Guitarist/co-vocalist Jerry Cantrell, drummer Sean Kinney, and bassist Mike Inez haven't opted for a new band name or musical style, and were clearly pleased to play their old material. The show opened with "Rain When I Die," one of the group's many lumbering odes to despair. Over a suitably heavyrhythm, Cantrell alternated wah-wah chording and squeaky-door riffs, setting an ominous mood.
As the band proceeded into classics "Angry Chair" and "Man in the Box," it became clear that Alice in Chains has found a proper successor to Staley. DuVall may be a bit more theatrical, but he had the necessary vocal power and range. His high notes complemented Cantrell's trebly guitar, and the two sang together like they have been friend since elementary school, smoothly trading off on the mic.

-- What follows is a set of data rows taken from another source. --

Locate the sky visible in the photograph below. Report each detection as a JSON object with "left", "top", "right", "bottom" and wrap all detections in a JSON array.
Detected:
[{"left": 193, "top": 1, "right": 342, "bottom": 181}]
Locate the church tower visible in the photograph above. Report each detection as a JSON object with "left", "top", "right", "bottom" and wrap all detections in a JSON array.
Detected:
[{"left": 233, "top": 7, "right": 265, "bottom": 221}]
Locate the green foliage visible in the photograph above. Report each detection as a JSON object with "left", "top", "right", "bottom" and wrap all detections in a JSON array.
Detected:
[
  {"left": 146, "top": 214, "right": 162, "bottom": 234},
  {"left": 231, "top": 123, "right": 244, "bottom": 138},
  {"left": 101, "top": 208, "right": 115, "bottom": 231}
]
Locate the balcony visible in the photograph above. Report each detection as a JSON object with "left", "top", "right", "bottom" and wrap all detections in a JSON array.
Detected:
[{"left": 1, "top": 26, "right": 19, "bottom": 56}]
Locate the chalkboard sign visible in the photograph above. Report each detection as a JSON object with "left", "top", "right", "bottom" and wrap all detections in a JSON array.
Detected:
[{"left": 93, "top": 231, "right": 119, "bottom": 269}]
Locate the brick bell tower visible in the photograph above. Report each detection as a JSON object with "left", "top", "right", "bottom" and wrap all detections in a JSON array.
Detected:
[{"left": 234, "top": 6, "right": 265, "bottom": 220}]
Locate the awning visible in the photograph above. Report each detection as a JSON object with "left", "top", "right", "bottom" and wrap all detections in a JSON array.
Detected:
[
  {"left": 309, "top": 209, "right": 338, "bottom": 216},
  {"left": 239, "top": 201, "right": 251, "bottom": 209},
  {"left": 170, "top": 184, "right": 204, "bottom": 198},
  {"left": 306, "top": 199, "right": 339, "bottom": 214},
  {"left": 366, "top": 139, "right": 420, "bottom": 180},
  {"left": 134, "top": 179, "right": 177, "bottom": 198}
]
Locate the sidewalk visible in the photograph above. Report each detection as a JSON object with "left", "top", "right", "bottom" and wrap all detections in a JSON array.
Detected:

The set's first new song, "A Looking In View," was assembled from familiar parts: midtempo cadence, slo-mo vocal melody, and piercing guitar lines. The tune fit neatly into a set of gloomy chuggers that were sometimes difficult to tell apart, although it was distinguished by being one of only a few numbers on which DuVall played guitar.
Halfway through the show, the singer interrupted the flow to tell the sellout crowd that this tour-opener was "a very meaningful first night for him," because he grew up in Washington, DC. He noted that his 98-year-old grandmother and five-month-old baby both were in the house. Neither of them seemed the target audience for the next song, "Sludge Factory" -- a title that could fit most of the evening's grinding rockers.
Not all of them, though. Cantrell plugged the upcoming album, and half-joked that it includes "a bunch of dark, slow, creepy tunes." But "Acid Bubble," the new song that followed, didn't entirely fit that description. It was only slower, yes, but featured one faster section that considerably enlivened it. Then the band returned to the sludge factory for several more songs, including the set-closing "Would."
It was the first encore that really woke things up. "Check My Brain," the second single off Black Gives Way to Blue, celebrates Cantrell's move to California, and is uncharacteristically sunny. One of the catchiest songs of Alice in Chains' 22-year history, it proved that the band can be accessible without sacrificing intensity. Inez's bass was typically doom and gloom, but that provided an interesting contrast, something that's relatively rare in the band's forceful but often monochromatic music.
The group returned to its back catalogue for the two concluding songs, "No Excuses" and "Rooster," but both sounded a little more sprightly than might have been expected. As the audience picked up the latter's "you know he ain't gonna die" refrain, the combined voices illustrated grunge's (somewhat) heartening message: You may be bummed, but you're not alone.